Single by Anthony Hamilton

from the album Ain't Nobody Worryin'
- Released: October 17, 2005
- Recorded: 2004–2005
- Genre: R&B, soul
- Length: 3:52
- Label: So So Def, Zomba, Arista
- Songwriter(s): Anthony Hamilton, Mark Batson
- Producer(s): Mark Batson

Anthony Hamilton singles chronology
| "Charlene" (2004) | "Can't Let Go" (2005) | "Sista Big Bones" (2006) |

= Can't Let Go (Anthony Hamilton song) =

"Can't Let Go" is an R&B–soul song written by American singer-songwriter Anthony Hamilton and songwriter/producer Mark Batson for Hamilton's third album, Ain't Nobody Worryin' (2005). Released in as the album's lead single in October 2005 and produced by Batson, it debuted at number seventy-six on the Hot R&B/Hip-Hop Songs the week of November 5, 2005; there, it had a whopping sixty-eight-week chart run, peaking at number thirteen.

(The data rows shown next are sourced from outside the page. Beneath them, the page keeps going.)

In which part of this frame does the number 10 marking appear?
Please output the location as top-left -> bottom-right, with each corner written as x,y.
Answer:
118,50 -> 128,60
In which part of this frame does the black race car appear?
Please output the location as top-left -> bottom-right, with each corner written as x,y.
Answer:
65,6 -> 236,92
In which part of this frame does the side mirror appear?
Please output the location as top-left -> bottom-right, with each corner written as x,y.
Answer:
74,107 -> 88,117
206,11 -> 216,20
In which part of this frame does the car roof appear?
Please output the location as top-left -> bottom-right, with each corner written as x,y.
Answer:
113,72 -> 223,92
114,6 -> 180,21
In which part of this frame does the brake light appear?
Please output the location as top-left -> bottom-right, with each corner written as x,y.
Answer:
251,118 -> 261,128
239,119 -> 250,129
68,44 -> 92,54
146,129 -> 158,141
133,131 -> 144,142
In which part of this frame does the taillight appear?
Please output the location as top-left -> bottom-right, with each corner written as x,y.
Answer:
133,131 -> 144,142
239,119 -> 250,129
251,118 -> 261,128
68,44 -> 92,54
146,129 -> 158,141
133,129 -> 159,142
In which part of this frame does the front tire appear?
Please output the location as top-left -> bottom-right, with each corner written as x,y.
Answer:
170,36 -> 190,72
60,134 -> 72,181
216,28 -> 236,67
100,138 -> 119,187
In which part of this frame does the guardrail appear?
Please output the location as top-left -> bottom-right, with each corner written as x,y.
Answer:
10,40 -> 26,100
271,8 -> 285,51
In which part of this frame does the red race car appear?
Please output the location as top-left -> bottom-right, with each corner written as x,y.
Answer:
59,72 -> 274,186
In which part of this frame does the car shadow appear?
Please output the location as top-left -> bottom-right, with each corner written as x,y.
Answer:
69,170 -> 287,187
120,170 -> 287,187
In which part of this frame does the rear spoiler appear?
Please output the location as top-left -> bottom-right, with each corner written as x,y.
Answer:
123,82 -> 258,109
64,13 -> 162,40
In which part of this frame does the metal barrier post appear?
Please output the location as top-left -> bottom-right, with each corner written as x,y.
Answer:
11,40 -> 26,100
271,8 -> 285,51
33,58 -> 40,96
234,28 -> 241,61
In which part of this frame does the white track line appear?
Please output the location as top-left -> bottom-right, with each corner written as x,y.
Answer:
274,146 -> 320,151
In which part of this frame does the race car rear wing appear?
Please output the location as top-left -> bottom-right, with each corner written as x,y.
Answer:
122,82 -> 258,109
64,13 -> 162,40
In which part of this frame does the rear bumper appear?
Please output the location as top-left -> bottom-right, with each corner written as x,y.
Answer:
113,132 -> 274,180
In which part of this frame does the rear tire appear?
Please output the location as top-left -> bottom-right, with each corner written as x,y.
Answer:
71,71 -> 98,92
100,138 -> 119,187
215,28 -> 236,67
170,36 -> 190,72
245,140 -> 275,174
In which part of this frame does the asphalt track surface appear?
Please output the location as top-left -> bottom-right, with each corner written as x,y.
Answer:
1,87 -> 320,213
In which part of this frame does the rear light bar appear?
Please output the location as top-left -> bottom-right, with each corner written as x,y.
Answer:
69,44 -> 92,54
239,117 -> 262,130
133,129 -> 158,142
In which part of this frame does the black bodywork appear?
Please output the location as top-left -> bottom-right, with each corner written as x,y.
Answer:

On the Billboard Hot 100, where it entered at number ninety-three the week of March 18, 2006, the stay was much more brief (nineteen weeks), as was its peak position (number seventy-one).

==Charts==

===Weekly charts===

| Chart (2005–2006) | Peak position |
|---|---|
| US Billboard Hot 100 | 71 |
| US Hot R&B/Hip-Hop Songs (Billboard) | 13 |

===Year-end charts===

| Chart (2006) | Position |
|---|---|
| US Hot R&B/Hip-Hop Songs (Billboard) | 14 |

== Certifications ==

Certifications for "Can't Let Go"
| Region | Certification | Certified units/sales |
| United States (RIAA) | Platinum | 1,000,000^{‡} |
^{‡} Sales+streaming figures based on certification alone.